キミがいれば
俺は荷物をまとめて玄関へと向かった。

でも、すぐに足を止める事になる。

「雅也…」

後ろに振り向いた先には俺の憧れの人。

「どーした?光輝君…」

光輝君はいつもの元気はなく、下に視線を落としてこちらを見ようとしない。
そんな態度に違和感を持った。

「光輝君?なんかあった?元気ないけど…」
「お前は、さっきの見てなんとも思わなったか?」

さっきの事?
なんのことかわからなくて、数分前の出来事を頭の中で巻き戻しする。

あー…。
わかった。
美奈のことね…。

「マネの子と知り合いなんだろ?」

俺は下駄箱から外履きを取り出しながら言う。

「うん…」
「別に無理に言わなくていいよ。
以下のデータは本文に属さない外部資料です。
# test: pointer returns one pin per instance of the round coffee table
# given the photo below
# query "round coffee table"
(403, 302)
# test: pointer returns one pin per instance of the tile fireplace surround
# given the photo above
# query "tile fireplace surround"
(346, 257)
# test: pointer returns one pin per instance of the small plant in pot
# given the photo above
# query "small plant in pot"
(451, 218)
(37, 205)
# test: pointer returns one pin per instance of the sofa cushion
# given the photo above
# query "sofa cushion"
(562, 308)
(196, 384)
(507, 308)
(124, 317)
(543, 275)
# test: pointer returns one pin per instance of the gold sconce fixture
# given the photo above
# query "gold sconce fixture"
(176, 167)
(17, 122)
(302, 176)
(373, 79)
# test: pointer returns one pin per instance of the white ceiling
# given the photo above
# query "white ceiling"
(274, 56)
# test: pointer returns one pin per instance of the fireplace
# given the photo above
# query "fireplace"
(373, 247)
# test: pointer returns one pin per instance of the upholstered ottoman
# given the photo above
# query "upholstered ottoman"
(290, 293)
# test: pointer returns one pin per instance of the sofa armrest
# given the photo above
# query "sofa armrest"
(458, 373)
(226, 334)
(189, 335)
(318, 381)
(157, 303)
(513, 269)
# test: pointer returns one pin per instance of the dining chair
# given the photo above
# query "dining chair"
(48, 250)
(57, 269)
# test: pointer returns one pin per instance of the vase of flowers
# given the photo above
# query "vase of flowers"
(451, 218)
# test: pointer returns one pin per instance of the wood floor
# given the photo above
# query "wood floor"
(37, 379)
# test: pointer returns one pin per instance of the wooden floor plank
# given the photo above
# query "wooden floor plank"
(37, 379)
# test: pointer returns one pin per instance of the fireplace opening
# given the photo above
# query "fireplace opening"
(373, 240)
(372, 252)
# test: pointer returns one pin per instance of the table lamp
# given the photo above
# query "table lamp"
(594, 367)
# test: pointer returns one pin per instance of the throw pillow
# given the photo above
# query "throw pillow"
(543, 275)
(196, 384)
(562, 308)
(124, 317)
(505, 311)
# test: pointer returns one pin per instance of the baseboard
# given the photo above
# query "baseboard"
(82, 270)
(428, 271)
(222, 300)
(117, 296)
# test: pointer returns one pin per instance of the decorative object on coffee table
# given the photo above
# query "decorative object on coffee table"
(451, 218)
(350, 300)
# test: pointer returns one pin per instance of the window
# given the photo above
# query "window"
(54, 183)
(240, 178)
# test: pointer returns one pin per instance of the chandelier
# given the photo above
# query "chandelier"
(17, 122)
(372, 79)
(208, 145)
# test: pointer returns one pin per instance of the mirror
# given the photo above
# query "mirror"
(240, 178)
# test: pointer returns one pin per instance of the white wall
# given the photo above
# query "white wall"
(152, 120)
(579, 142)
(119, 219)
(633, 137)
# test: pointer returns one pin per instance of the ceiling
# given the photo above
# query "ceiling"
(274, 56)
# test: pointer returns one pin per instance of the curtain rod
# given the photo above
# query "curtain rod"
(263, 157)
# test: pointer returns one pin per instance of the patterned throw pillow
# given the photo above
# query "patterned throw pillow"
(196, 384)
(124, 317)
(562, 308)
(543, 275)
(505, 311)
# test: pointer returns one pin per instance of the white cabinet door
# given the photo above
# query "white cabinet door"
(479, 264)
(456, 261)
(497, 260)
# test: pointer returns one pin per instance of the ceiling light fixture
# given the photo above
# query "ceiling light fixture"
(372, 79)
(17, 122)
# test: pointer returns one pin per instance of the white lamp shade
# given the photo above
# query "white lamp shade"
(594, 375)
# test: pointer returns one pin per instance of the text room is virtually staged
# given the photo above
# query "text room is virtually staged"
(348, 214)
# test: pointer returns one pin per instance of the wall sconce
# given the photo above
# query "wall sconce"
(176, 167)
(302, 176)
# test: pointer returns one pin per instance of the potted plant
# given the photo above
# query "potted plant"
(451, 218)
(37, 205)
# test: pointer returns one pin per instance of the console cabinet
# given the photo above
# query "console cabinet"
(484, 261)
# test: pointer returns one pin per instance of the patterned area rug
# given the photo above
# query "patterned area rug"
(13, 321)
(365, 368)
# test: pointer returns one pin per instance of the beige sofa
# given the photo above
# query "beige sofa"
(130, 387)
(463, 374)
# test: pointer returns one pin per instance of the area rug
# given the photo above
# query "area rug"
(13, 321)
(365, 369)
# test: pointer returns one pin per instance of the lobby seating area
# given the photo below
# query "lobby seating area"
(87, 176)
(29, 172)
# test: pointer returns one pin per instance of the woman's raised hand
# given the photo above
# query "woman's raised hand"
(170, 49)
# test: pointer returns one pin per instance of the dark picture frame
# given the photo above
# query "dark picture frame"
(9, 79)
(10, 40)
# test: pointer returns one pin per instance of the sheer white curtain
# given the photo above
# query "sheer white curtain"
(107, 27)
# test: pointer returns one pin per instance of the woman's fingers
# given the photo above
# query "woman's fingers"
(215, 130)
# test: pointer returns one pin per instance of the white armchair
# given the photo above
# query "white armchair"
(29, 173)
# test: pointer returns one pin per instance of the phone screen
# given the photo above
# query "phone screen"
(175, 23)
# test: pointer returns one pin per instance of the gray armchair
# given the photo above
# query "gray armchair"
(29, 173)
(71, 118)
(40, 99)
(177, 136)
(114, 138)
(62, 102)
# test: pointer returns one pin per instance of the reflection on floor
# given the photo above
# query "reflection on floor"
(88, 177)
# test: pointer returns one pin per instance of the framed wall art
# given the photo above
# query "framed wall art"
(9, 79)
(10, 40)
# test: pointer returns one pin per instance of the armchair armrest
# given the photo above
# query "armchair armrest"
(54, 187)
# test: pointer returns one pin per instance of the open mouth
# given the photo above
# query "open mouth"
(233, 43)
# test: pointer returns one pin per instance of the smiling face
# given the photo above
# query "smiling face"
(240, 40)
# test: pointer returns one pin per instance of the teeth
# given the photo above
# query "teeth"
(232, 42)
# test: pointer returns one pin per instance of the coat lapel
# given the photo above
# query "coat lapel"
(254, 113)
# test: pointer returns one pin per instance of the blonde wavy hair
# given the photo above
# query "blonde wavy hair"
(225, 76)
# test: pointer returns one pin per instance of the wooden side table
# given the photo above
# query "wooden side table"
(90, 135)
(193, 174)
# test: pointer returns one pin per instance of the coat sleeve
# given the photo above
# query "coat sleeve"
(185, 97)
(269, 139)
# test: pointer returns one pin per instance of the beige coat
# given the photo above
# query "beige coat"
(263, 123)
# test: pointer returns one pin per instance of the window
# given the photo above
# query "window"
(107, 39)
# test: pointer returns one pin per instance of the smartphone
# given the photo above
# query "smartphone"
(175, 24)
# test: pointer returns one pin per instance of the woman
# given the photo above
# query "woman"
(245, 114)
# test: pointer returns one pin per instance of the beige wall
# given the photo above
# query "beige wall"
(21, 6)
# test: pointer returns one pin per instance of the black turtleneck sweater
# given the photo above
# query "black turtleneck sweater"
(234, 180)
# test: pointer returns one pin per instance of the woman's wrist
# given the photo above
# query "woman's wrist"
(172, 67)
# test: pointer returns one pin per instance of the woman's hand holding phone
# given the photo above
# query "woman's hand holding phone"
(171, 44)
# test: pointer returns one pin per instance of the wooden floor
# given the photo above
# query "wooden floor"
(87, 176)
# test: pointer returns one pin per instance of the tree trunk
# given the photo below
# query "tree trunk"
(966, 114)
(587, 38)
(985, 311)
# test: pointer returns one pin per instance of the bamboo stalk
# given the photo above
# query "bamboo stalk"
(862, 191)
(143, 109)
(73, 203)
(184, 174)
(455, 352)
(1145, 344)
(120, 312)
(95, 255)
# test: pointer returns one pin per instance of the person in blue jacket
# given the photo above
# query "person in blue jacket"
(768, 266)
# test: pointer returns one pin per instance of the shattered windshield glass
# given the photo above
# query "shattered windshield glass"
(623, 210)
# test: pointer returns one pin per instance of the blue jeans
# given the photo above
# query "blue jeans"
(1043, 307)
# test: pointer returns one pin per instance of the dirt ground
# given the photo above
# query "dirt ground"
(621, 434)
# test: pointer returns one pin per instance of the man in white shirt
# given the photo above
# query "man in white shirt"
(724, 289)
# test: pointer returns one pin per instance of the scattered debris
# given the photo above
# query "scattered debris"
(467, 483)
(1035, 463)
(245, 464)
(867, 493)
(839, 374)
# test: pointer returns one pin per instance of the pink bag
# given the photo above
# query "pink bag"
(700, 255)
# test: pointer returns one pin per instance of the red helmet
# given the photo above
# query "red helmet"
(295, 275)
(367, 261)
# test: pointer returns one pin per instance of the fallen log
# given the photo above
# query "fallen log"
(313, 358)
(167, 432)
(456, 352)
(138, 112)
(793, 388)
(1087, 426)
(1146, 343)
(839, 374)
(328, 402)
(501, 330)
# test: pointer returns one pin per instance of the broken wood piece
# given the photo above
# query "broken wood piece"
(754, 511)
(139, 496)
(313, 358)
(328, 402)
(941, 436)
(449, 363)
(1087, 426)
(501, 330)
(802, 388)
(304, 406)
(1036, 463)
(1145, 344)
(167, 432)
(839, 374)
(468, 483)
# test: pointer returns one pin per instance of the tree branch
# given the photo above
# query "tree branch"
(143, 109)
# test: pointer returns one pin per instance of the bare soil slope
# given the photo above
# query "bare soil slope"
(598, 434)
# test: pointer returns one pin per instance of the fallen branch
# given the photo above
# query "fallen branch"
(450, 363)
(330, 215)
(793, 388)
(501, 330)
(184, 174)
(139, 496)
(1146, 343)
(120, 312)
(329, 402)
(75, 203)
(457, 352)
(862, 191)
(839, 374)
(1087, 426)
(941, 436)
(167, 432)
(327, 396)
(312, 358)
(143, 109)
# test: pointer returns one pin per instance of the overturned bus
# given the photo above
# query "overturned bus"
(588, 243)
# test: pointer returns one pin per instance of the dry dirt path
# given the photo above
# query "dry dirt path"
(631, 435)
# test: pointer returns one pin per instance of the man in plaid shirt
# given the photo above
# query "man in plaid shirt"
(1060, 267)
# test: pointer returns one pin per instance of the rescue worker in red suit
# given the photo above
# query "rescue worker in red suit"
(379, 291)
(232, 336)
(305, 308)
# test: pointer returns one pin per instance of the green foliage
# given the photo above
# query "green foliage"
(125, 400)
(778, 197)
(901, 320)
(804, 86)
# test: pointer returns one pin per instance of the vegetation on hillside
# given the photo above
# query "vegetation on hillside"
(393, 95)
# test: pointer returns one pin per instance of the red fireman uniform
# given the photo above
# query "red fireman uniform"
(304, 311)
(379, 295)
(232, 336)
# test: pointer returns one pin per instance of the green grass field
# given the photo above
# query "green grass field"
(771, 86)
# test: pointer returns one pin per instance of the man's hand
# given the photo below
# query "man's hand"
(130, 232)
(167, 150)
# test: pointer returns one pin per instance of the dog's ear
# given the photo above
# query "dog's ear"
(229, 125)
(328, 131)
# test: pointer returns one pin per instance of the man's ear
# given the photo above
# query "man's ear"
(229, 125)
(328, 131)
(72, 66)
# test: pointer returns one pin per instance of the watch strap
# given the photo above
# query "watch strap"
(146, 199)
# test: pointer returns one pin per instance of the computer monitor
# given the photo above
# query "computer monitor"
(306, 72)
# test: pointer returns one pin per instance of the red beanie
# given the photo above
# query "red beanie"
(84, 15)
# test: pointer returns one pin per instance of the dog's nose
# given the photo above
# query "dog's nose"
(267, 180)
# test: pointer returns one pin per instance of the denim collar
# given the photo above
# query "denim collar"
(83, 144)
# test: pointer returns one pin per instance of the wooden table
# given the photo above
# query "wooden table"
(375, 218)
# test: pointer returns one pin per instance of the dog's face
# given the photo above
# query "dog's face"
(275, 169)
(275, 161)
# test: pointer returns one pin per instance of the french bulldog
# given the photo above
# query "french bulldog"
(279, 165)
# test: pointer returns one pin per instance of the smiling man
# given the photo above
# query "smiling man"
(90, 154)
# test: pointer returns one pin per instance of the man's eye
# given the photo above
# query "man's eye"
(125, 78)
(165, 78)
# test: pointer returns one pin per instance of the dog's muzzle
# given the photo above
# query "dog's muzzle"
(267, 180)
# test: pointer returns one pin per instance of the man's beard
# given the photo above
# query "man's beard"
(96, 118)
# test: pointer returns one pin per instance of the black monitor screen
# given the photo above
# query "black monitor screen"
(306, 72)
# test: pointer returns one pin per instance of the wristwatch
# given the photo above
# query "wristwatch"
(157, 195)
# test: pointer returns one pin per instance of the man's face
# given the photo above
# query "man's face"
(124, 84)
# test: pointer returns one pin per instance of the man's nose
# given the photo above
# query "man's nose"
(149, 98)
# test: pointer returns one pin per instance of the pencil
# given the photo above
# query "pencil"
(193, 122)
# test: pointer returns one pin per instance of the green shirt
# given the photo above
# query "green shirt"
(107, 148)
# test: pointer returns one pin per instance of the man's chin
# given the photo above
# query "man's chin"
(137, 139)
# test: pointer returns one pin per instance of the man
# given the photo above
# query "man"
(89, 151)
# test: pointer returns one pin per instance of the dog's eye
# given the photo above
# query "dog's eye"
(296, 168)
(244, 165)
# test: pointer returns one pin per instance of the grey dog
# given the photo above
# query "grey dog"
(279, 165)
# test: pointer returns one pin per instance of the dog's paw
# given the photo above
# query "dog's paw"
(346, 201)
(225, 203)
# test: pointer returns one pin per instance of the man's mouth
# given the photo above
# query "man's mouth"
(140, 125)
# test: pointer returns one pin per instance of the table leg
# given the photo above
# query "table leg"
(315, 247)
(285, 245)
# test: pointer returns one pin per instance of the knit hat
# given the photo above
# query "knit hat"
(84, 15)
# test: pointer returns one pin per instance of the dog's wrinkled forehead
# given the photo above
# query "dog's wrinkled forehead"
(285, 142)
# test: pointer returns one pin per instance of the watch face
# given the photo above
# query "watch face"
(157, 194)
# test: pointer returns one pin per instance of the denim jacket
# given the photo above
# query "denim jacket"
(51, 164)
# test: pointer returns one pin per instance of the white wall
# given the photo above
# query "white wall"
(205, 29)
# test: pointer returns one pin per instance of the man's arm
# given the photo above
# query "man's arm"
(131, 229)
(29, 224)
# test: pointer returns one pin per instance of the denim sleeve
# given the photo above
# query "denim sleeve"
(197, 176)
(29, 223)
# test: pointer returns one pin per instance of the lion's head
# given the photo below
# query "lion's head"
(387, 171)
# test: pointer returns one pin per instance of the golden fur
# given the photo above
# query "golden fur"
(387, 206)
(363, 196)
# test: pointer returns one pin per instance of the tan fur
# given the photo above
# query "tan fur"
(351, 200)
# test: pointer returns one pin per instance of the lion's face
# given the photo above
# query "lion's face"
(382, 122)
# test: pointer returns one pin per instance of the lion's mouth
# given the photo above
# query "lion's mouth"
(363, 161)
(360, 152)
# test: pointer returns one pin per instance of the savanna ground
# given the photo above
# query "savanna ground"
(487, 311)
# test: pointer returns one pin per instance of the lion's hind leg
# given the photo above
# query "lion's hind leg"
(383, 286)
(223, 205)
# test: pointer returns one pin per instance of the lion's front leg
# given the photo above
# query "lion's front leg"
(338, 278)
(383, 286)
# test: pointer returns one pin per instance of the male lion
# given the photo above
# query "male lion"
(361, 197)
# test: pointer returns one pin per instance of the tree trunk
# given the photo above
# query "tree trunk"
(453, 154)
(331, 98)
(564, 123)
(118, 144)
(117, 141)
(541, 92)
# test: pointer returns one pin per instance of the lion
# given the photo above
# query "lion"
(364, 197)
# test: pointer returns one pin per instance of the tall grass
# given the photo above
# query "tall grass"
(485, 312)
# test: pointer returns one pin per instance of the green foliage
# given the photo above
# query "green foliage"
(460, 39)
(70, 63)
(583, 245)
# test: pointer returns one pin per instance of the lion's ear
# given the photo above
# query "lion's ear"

言いたくなったらまた教えてよ」

俺は光輝君を見つめ、頬を緩ませた。

「ありがとな…」
「なんも~。てか、頭大丈夫か?無理してないか?」
「お前は俺の母親か!」

いつも通りの笑顔の光輝君に戻って、安心した。

やっぱ、光輝君は笑顔が一番似合ってるよ…。
だから…ずっと…笑っててよ…。